Harpersville Day is Nov. 8
By Phoebe Donald Robinson / Community Columnist
The town of Harpersville is hosting “Harpersville Day” on Saturday, Nov. 8, from 9 a.m. to 2 p.m. The family friendly day has been planned by City Clerk Stacy Walkup in conjunction with the Harpersville Beautification Board, Gwen Valenti chair. The event is sponsored by South Shelby Chamber of Commerce, Alabama Cooperative Extension Center, Merrell Brothers, DeLoach, Barber and Caspers C.P.A., Russell Building Supply, South Central Steel, Shelby County Reporter and other local businesses.

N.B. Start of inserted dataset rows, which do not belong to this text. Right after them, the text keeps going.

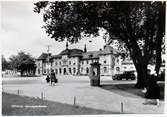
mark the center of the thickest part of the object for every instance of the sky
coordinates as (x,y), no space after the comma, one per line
(21,31)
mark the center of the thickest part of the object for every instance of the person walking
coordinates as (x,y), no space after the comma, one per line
(53,77)
(47,78)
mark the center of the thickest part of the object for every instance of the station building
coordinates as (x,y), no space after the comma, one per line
(77,62)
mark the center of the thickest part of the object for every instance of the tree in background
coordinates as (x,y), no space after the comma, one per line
(24,63)
(140,25)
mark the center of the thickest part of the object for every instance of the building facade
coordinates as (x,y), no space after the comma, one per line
(77,62)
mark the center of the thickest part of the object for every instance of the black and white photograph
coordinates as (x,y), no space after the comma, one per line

The day will begin with a Zumba class at the Harpersville Town Hall at 9 a.m. followed by a historical tour led by Mayor Theoangelo Perkins at 10 a.m. At 12:30 p.m., local veterans will be recognized followed by the announcement of the winners of the hay bale decorating contest. In addition, there will be vendors, food, children’s activities and car show.
Harpersville, originally called Big Springs, is one of the oldest communities in Shelby County which was settled after the War of 1812 before Alabama was a state. The beautiful farm land, abundance of creeks and water invited setters to the area. Some of the earliest pioneers were teacher William Webb Harper from whom the town is named, land owner John White Kidd, and store owners James McGraw and Tom Martin. The community continued to thrive after U.S. 280, known also as the Florida Short Route, was built in 1925.
The Harpersville Garden of Memories Cemetery also known as the Harpersville City Cemetery is the final resting place of Revolutionary War Patriot William Jennings 1761-1840. Many of the oldest gravestones in this historic cemetery were destroyed in the tornado of 1964. The town was incorporated on March 17, 1944, with J. W. Donahoo as its first mayor.
In February 2009 the Harpersville Heritage Area was named to the Alabama Register of Landmarks Heritage by the Alabama Historical Commission. Included in the area are: Chancellor Home circa 1935; Old Rock House circa 1835, the only surviving early stone dwelling in Alabama; Klein-Wallace Home circa 1841; and Scott-Bradford Home. The Chancellor and Rock houses are also on the National Register of Historic Places.